I consulted contractors about the safety of the house (my son’s bedroom floor was bouncy) and got quotes for renovations.

Seriously, check out these stairs: 20150814_123622

Now, imagine carrying a laundry basket up and down – well…up…picture carrying folded laundry up the stairs. I threw the dirty laundry down.


Amidst our mourning and the work and the worry, we had campfires as often as we could. My boy – so much his father’s son – was skeptical at first, but finally pretty impressed that his mom could start a campfire and carve a marshmallow-roasting stick.
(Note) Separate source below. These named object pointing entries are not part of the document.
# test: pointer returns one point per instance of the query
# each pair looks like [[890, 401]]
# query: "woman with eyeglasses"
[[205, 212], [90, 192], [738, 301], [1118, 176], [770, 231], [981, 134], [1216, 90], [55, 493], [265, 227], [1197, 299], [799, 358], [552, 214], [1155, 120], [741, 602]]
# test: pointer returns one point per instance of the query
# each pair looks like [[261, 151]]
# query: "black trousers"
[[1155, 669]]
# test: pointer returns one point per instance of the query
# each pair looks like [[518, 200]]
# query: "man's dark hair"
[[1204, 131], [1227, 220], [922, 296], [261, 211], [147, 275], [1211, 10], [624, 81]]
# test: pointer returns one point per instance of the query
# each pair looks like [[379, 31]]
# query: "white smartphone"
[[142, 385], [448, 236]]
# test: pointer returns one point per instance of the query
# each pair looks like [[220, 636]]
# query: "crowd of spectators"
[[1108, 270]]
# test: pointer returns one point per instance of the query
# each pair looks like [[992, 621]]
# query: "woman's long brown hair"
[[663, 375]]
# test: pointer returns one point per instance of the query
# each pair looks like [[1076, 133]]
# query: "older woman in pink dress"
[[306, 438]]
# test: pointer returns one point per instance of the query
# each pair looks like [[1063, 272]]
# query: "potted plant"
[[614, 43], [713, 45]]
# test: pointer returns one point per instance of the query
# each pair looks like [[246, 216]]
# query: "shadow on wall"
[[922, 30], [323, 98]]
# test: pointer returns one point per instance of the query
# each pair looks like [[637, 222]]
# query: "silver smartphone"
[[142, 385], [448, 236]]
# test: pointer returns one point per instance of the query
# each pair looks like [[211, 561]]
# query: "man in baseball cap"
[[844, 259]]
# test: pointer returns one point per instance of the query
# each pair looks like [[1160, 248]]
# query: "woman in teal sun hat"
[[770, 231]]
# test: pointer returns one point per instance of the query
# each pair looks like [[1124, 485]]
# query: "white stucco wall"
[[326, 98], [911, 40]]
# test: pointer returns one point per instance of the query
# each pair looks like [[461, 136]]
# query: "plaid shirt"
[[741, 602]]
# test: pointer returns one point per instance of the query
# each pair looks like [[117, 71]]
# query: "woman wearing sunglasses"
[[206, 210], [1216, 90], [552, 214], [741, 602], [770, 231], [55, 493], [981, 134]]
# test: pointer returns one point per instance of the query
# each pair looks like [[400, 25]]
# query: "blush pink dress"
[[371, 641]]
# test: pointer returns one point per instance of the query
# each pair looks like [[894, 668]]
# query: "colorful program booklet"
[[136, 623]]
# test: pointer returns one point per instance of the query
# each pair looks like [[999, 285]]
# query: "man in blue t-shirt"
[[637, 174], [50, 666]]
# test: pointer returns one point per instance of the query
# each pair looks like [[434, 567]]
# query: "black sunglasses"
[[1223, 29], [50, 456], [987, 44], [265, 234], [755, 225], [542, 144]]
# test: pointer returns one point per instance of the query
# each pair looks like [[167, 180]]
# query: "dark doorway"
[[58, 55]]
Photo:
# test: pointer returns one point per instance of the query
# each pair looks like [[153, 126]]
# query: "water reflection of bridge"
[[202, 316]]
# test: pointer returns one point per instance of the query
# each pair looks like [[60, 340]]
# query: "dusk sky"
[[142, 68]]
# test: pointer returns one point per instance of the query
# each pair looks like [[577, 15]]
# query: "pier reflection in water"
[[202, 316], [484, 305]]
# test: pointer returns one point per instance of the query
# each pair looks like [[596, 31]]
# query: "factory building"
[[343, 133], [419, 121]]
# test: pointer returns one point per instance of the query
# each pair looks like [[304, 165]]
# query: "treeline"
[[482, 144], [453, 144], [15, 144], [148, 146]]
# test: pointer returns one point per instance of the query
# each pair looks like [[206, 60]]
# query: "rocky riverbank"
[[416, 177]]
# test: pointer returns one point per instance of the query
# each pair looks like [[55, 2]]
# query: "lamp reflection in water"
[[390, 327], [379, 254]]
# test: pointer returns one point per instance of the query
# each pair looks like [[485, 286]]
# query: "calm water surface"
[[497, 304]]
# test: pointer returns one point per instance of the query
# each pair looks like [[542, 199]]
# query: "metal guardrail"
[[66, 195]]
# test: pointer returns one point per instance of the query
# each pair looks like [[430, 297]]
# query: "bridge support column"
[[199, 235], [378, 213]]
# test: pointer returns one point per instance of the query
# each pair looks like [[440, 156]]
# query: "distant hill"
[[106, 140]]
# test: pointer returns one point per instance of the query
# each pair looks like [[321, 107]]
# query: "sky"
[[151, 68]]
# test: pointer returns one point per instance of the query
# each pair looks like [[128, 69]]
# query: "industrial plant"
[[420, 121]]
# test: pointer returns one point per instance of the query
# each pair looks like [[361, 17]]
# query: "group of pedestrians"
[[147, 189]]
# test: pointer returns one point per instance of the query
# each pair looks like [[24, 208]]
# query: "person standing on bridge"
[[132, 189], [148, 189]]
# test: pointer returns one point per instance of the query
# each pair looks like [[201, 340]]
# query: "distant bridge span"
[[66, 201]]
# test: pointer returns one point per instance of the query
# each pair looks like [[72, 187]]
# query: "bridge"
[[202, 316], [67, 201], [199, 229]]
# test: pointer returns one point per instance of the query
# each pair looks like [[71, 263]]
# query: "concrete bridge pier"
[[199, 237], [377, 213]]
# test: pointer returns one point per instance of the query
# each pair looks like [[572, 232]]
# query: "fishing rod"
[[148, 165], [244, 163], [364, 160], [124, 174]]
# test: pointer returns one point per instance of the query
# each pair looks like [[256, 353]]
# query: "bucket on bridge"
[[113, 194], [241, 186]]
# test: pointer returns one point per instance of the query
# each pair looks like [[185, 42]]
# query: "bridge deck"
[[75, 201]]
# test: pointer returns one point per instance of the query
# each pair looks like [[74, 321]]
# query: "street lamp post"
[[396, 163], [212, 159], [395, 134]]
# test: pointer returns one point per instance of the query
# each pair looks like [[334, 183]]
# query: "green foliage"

Those first few months were about getting settled into our new life, of course, but also forging a new dynamic with just the two of us. There were arguments and tears, but laughter and smiles and cuddles, too.

Also, banana bread.


Are You Happy?

In recent weeks, I’ve been asked the same question by a number of friends and loved ones:

Are you happy, Karen?

Each person seemed hesitant to ask under the circumstances, and I guess I can understand why. The short answer is: Yes, I am happy.

Do I wish things were different and that my husband and father of my son were here with us? Of course I do. I miss that man and cry for him every single day, over big things, but especially with the little things that I know he would get a kick out of. I still get angry that the man I loved was robbed of this experience that he worked so hard to make happen, but I am deeply grateful to have landed here, safe and secure. I half expect him to walk out of the trees, but I am learning to carry on without him.

I don’t believe in ghosts or angels. However, when my son asked the important question of where Daddy is now, I told him that nobody knows what happens after we die, but I like to think he’s all around us.

It’s true: I do like to think that, and I look for signs that support my narrative. It helps to keep him with us, part of the daily conversation, always with us, poking someone with a stick to get a reaction. He’s my forest imp now, my own personal Puck, up to his old mischievous self. Playing tricks like dumping snow from a branch on someone’s head or making the campfire smoke chase me around in circles, but also watching over us and rooting for us as we carve out a new life. Maybe I’m fooling myself, but who cares if I am?


Nature heals. And nature inspires.

I’m happy. We’re happy. My son is thriving in his new school. We are forming new relationships here and continue to welcome old friends and family to our home just like we always have. We have the dogs and the cat we always wanted. My back feels strong. We’ve explored our surroundings by foot, canoe and snowmobile, and have only seen a fraction of what’s out there. I’m writing again, and making a strategic plan for the future. My stress level is significantly reduced; certainly nothing a drive on a country road or a walk in the woods can’t take care of.

Yes, we’re very happy. Coming here was the right decision. Thank you for asking.